In return, MPI will receive warrants for a subscription of shares amounting to 2.9% of OV. MPI will also receive a 10% stake in OV’s SPVs, including 2X Oncology and OV-SPV2. This equity stake is an effective conversion of the OV license payment to MPI for projects spun out to SPVs, which would have amounted to 10% of all payments and earnings from drugs developed by SPVs.

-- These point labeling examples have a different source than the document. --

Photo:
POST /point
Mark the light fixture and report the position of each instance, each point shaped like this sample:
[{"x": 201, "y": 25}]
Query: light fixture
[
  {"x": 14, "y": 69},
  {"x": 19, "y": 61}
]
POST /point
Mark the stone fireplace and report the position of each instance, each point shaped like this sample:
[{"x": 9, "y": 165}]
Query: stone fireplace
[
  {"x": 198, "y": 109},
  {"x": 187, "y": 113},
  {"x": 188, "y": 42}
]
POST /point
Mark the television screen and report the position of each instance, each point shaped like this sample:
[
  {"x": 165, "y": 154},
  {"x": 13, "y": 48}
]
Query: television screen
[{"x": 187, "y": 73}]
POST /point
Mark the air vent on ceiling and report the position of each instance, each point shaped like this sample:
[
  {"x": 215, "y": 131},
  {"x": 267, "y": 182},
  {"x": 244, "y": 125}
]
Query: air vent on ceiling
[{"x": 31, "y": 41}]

“This series of transactions will result in a larger number and a broader range of products in OV's development portfolio,” commented Duncan Moore, Chairman of OV. “Any success from this larger portfolio of exciting drug candidates will clearly lower our cost of capital for future projects. In this regard the exclusive arrangement between MPI and Oncology Venture gives the shareholders of OV a period of 3 years in which to maximize the value from our drug development business model.”
MPIs DRP tool combines gene expression profiling with analytics to enable the development of tumor-derived genetic signatures that can predict which cancer patients are likely to respond to a given anticancer product. The technology can be used both to design a clinical development plan and select which indications are relevant for a given anticancer drug and to analyze the genetic background of patients as part of a trials screening procedure. MPI says the DRP platform is applicable to every cancer type, and has been patented for more than 60 anticancer drugs in the U.S.

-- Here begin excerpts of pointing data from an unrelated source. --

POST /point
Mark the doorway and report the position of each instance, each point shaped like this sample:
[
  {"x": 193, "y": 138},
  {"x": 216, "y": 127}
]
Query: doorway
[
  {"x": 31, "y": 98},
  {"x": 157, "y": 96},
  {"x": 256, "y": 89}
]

OV established its women’s cancer therapeutics company 2X Oncology in September to focus initially on breast cancer and ovarian cancer therapeutics. OV’s own clinical pipeline includes the Fas ligand candidate AP0010, licensed from Onxeo (previously TopoTarget), and irofulven, a semisynthetic sesquiterpene derivative of illudin S, licensed in from Lantern Pharma. Irofluven has already undergone 19 clinical trials, and OV aims to take the drug into Phase II development for genetically defined subsets of prostate cancer and potentially ovarian cancer patients. Irofulven development has been granted $800,000 from Massachusetts and the Danish Swedish Medicon Valley Alliance. The company is also developing the tumor-targeting liposome technology LiPlasomes, under license from LiPlasome Pharma, and has progressed the initial LiPlaCis product in a Phase I study.